I'm hoping that an anti-filter won't be necessary for this to work, but it might be beneficial if there are some harder to detect strings like the one you pointed out (if folks feel it is necessary).

The entry for counterbalancing Road Runner Business customers would be as follows:

    MAILFROM    -3    ENDSWITH    .biz.rr.com

My own reverse DNS on RR Residential would fail ([sub-region]-###-###-###-###.[region].rr.com).  They seem pretty good about keeping the spaces separate.  My concern is more so if these IP's are being used to send spam that isn't from detected open proxies.  I'm going to text search my filters some more, but it's probably safe.

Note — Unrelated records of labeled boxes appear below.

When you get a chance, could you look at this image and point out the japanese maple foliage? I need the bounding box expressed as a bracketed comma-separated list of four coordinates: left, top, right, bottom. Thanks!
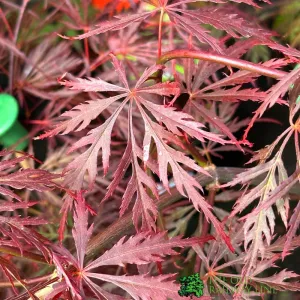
[0, 0, 300, 300]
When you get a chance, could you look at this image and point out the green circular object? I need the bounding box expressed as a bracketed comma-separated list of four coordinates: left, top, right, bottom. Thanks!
[0, 94, 28, 150]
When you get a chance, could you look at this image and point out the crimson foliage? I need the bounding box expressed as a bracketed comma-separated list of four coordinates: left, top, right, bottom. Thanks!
[0, 0, 300, 299]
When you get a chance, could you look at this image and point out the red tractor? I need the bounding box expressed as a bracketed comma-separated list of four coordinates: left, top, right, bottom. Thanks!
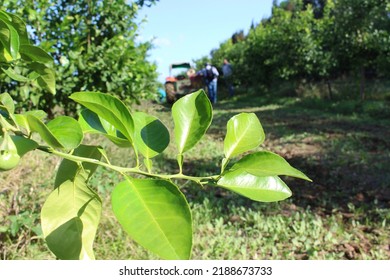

BTW, EASYNET-DYNA picks me up at home (office), but SORBS-DUL doesn't probably because my IP seems to only change with their network being changed (i.e. not dynamic).  This is why I score SORBS-DUL at a 6 and EASYNET-DYNA at a 4, and keep both with the DYNAMIC filter.  Legit mail should also pass even if it fails all three filters because of negative weighting.

Matt



Joshua Levitsky wrote:


On Sep 17, 2003, at 8:21 PM, Matthew Bramble wrote:


I think that the following is a candidate for exclusion:


rrcs-nys-###-###-###-###.biz.rr.com


Matthew,
In the case of Road Runner I would put "ENSWITH rr.com" in the DYNAMIC and in the AntiDYNAMIC I would put "ENDSWITH biz.rr.com" because basically Road Runner puts locations in front of the rr.com so unless you know them all it would be hard to list em out. Like nyc.rr.com is New York City. When it has a location at the front it is a consumer account AFAIK and business stuff is in the biz.rr.com space.

Anyone see differently on Road Runner?